Alors, attention, suivez bien. Will (Orlando Bloom), Elizabeth (Keira Knightley), le capitaine Barbossa (Geoffrey Rush), la sorcière Tia Dalma (Naomie Harris) et tous leurs joyeux sidekicks pirates sont désormais à Singapour, afin de quémander l’aide matérielle du sinistre pirate Sao Feng (Chow Yun-fat) pour se rendre au-delà du bord du monde, dans l’antre de Davy Jones où croupit Jack Sparrow. Après moult péripéties, ils parviennent à leurs fins, mais l’affaire se corse. L’une se repent d’avoir trahi l’autre, qui se vend lui-même à trois personnes différentes par bobine, tandis qu’un troisième complote pour trahir ses camarades au profit de leurs ennemis, et qu’un autre travaille à accomplir un mystérieux rituel pour effacer une faute passée. Si on rajoute que pendant ce temps là, les Anglais font en sorte de faire des misères à tout le monde, vous l’aurez compris, Pirates des Caraïbes : jusqu’au bout du monde, c’est Amour, gloire et beauté chez les pirates. La plupart du temps, avec la même qualité d’interprétation.
Bloom apparaît aussi charismatique que dans son rôle de Legolas dans Le Seigneur des anneaux ; Chow Yun-fat passe comme une ombre sur le film alors qu’il est présenté en tête d’affiche, et se révèle à peu près aussi inspiré que dans Bulletproof Monk, le second degré en moins ; Rush surjoue épouvantablement (il faut reconnaître qu’il a l’air de bien s’amuser. Hélas, nous, non) ; et Knightley campe un clone de Mel Gibson dans Braveheart qui fait craindre pour la santé de ses malheureuses cordes vocales. Reste Depp. Alors que Pirates des Caraïbes : le secret du coffre maudit se voulait le film des seconds rôles, ce troisième volet se recentre judicieusement sur un Jack Sparrow remarquablement déjanté. Le séjour du pirate dans l’antre de Davy Jones l’a laissé légèrement schizophrène, ce qui offre au film ses meilleures scènes, lors qu’un Jack Sparrow démultiplié tient des discours enflammés à ses doubles.

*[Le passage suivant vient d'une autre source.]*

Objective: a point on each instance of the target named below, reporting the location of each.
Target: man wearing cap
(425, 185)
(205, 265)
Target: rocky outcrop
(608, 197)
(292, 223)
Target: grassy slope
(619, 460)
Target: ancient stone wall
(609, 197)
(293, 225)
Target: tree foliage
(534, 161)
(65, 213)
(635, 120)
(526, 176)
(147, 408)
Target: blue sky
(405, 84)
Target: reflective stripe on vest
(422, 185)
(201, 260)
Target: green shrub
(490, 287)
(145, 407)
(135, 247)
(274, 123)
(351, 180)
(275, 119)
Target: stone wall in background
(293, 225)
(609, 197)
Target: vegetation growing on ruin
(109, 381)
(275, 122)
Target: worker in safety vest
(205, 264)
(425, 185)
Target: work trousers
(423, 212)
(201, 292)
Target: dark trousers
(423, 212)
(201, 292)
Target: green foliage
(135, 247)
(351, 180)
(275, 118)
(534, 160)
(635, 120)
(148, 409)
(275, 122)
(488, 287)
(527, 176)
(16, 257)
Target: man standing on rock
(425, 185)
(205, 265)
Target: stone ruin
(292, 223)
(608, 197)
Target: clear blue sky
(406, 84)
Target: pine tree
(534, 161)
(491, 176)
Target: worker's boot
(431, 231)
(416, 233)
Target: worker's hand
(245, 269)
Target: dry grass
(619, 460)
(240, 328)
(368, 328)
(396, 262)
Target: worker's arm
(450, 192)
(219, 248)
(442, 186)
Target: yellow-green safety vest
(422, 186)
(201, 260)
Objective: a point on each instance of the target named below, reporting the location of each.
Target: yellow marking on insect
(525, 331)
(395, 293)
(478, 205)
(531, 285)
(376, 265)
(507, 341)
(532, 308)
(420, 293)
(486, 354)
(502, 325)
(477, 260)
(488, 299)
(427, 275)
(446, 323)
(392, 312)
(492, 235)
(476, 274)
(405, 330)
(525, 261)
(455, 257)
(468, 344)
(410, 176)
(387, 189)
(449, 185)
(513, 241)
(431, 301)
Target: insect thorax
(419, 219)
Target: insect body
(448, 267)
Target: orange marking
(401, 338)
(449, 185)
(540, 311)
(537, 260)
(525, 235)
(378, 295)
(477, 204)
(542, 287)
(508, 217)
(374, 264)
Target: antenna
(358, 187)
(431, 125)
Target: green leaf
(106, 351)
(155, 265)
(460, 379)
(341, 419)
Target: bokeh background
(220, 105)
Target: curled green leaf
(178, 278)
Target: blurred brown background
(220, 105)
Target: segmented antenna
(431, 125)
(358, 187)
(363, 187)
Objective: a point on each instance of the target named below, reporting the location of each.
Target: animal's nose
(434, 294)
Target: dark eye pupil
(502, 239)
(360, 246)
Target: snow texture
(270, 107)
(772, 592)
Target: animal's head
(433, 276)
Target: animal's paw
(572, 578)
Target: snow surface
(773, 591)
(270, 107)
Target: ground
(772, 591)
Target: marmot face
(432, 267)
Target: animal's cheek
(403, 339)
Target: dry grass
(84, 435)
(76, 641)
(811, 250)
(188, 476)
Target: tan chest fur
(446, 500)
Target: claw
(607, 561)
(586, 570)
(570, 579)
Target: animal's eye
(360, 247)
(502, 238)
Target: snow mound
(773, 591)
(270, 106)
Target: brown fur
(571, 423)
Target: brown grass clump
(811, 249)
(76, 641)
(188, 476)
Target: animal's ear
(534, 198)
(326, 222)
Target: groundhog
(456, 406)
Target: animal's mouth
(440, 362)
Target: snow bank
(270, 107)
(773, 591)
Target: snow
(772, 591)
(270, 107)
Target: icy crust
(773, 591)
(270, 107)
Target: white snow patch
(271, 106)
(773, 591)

Il faut reconnaître que Sparrow est la grande trouvaille de la saga : passablement couard, mesquin, menteur, dandy flamboyant et cradingue, le personnage arrive (presque) toujours à ses fins, et toujours parce qu’il a une chance phénoménale. Il est très rafraîchissant de se trouver en présence d’une telle figure d’antihéros, en regard des autres personnages, totalement archétypaux. Il est, certes, bête, méchant, outrancier, et lance avec sérieux, lors d’un de ses délires: « personne ne bouge, j’ai laissé tomber mon cerveau par terre », avant de se mettre à chercher à quatre pattes. Et le spectateur de le rejoindre de bonne grâce dans un grand moment d’interprétation jouissive. Malheureusement, le reste du film ne suit guère.

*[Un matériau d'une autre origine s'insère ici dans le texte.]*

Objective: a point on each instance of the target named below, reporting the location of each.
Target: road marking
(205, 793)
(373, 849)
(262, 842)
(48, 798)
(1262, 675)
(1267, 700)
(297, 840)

La réalisation de Gore Verbinski, pourtant plutôt prompte à une emphase bienvenue dans les deux premiers films, sombre ici dans une redite ennuyeuse, que ne viennent pas rehausser les excellentes scènes référentielles (on notera surtout celles du duel au soleil, hommage appuyé à Ennio Morricone, le calvaire de Sparrow dans le désert qui doit beaucoup à Dali, et un moment incroyable de gros plan qui montre bien que Johnny Depp est charismatique de toute sa personne, nez compris). Mais la grande déception vient surtout du scénario écrit par Ted Elliott et Terry Rossio. En effet, le film passe un temps fou à dire, et redire, et redire encore, dans la bouche des différents protagonistes, les raisons de ce qui se passe, des fois que l’assistance ait oublié, ou n’ait pas vu les deux premiers films. Il y a fort à parier que si le film s’était concentré sur sa seule intrigue sans chercher à rappeler les précédentes, il eût pu être amputé d’une bonne quarantaine de minutes sur les 2h38 que dure le film.
Gonflé de bons sentiments à la Disney (même le petit singe qui se glisse dans un canon juste avant que celui-ci ne tire survit, c’est dire), ce nouveau Pirates des Caraïbes reste très visible ne serait ce que pour Jack Sparrow. Mais près de trois heures de film pour ça et seulement ça, c’est un peu long. Pour les prochains épisodes (car il paraît évident que la franchise ne sera pas abandonnée), il est à espérer que le niveau sera relevé au-delà du simple support pour seau de pop-corn XXL.